Public Records Reform: Our Take
The public records bill that was signed into law by Governor Baker last week and takes effect January 1, 2017 contains significant improvements to existing law and will no doubt improve the Commonwealth’s poor national rankings for government transparency. The legislators who crafted it have done the state a service.
But there is more work to do – Massachusetts should hold the highest ranking. Transparency, after all, measures the health and vibrancy of our democracy.
Pioneer Institute has long supported many elements of the bill, including subjecting the MBTA Retirement Board to public records law and making its operations transparent, establishing a public records officer for every agency, promoting electronic records in response to requests, imposing stronger penalties on delinquent agencies, promoting electronic disclosure and reducing costs to obtain public records. We applaud those improvements.
However, some aspects of the bill fall short of true reform and other key components of transparency were kicked down the road to be “studied” rather than acted on in this policy making window. Here’s what we see that needs improvement:
Post All Legislators’, Candidates’, and Policymakers’ Statements of Financial Interests Online – Massachusetts is among a minority of states that does not post Statements of Financial Interests (SFI) online. Under the current process, all requests for SFIs go through the State Ethics Commission, which then provides the name of the requester to the public figure being scrutinized – discouraging public oversight. The new law fails to address this and only allows SFI requests and the State Ethics Commission’s transmittal of them to the requester to be done through email, provided the requester provides identification and his or her affiliation – a major shortcoming.
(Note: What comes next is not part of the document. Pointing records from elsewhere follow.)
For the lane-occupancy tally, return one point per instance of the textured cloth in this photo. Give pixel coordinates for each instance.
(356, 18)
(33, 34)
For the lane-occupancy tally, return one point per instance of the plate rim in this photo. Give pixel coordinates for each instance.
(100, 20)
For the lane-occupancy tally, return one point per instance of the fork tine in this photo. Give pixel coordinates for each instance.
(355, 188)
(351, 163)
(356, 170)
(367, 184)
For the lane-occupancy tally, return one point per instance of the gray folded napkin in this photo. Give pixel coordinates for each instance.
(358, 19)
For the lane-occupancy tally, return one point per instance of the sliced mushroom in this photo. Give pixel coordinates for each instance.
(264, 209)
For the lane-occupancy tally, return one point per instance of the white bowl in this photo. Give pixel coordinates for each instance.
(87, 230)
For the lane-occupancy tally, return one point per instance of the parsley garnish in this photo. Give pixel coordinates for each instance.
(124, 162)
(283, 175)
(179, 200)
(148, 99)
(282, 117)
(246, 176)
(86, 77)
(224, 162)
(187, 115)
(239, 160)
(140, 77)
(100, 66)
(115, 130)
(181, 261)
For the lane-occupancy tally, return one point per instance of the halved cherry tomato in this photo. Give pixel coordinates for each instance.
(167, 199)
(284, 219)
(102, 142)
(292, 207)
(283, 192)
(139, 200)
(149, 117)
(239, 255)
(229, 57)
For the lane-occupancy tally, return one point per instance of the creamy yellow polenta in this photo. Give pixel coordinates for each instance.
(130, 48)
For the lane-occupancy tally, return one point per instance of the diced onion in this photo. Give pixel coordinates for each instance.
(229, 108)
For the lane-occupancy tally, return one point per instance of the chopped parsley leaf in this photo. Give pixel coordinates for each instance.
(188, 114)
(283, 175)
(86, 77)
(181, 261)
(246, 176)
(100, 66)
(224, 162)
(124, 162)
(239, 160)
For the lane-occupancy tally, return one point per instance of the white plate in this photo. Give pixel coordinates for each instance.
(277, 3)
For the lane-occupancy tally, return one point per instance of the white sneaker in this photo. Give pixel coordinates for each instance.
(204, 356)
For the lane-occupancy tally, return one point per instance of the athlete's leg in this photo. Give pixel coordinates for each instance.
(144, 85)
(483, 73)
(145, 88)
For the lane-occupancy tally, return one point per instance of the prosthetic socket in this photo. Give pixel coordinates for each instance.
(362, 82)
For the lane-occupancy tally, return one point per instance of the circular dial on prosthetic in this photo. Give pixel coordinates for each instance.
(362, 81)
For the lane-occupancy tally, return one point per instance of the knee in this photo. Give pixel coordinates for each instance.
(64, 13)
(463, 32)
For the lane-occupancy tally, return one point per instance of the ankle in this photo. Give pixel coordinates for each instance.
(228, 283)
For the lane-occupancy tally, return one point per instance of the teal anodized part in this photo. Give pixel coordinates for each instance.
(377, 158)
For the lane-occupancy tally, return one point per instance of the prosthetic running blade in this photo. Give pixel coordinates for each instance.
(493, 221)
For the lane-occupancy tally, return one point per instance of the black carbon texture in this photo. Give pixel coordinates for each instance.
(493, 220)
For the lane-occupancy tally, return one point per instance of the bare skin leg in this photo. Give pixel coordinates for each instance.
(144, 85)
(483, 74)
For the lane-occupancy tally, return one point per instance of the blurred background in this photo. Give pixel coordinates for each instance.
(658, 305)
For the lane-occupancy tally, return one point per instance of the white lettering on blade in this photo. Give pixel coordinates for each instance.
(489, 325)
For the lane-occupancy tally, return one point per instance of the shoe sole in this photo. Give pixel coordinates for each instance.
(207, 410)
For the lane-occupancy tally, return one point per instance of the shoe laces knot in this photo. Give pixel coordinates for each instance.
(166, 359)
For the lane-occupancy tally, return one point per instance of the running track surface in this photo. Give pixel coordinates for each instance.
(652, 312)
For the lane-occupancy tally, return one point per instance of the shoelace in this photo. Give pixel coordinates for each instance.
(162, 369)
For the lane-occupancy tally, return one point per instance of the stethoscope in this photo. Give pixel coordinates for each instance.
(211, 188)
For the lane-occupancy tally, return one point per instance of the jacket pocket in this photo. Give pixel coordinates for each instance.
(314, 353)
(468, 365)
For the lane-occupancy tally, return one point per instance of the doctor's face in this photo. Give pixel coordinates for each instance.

SFIs should be treated the same as any other public records.
Public Records Request Response Time for Agencies and Municipalities – Under current law, agencies have 10 days to comply with requests, a deadline often ignored because penalties for non-compliance are not significant. The new law requires each agency and municipality to designate a records access officer, which will no doubt improve compliance, and also invokes harsher penalties for non-compliance. However, the 10-day deadline in the new law doesn’t mean requests will be complied with in that time. Under certain circumstances, an agency or municipality can have an additional five or 15 days, respectively, to comply. They can also petition the supervisor of public records for even more time. We must be vigilant to ensure that the 10-day rule doesn’t morph into a 15-day or 25-day rule over time.
Attorneys’ Fees – The new law provides for requesters of public records to be reimbursed for “reasonable” legal fees. Current law does not provide for any such reimbursement, making this change a large a step forward.
The downside to this new provision, however, is that the presiding judge has discretion in awarding such fees. While the law contains a presumption in favor of such awards, the judge can waive fees if the agency or municipality can establish that the Supervisor of Public Records previously found that it did not violate public records law, it relied on a prior court’s opinion or on an attorney general’s published opinion on “substantially similar facts,” the determination of which is subjective. Additionally, a judge can waive fees if the agency can establish that the request was made to intimidate or was not “in the public interest.” and made for a commercial purpose. Because of the subjectivity involved in evaluating some of these elements in waiving fees, a potential plaintiff may forego the court process altogether, even though he or she believes his or her case is strong. An individual lacking deep pockets or an organization without in-house counsel would be unlikely to accept such a risk, and the deterrent for non-compliance by the agency is thus less effective.
Include the State Legislature under the Definition of Public Body – Under Massachusetts law, the state Legislature is not considered a “public body” in the traditional sense, and therefore enjoys exemptions from open meeting and public records laws. We believe the laws that apply to municipalities and the rest of state government should apply to all of state government. The new law failed to address this exemption and only established a special legislative commission to look into the issue further. We look forward to reading the commission’s report, to be submitted to the House and Senate Clerks’ Offices by December 30, 2017.
Eliminate Governor’s Office “Executive Order” Privilege – Few have likely heard of the case, Lambert v. Executive Director of the Judicial Nominating Council, but this 1997 Massachusetts Supreme Judicial Court ruling has been interpreted by each of our state’s governors over the last two decades to empower their respective offices to fulfill public records requests “at the office’s discretion.” As with the legislature’s broad exemption, the new law did not lift the governor’s blanket exemption but asked the special legislative commission to study the exemptions enjoyed by both the governor and the judicial branch.
Eliminate the “Deliberative Process” Exemption to the Public Records Law – One loophole often abused because of its vagueness is the “deliberative process” exemption, which prohibits citizens from gaining access to any records related to a policy while it is being developed. Why are citizens not entitled to know what their elected and appointed officials are thinking as they formulate policy? We believe they are – and that anything less results in only the illusion of transparency. The new law did not eliminate this problematic exemption.
While we at Pioneer recognize and applaud the positive steps toward greater transparency that this bill embodies, we also emphasize that there is much more work to be done before Massachusetts takes its rightful place as a national leader in government transparency.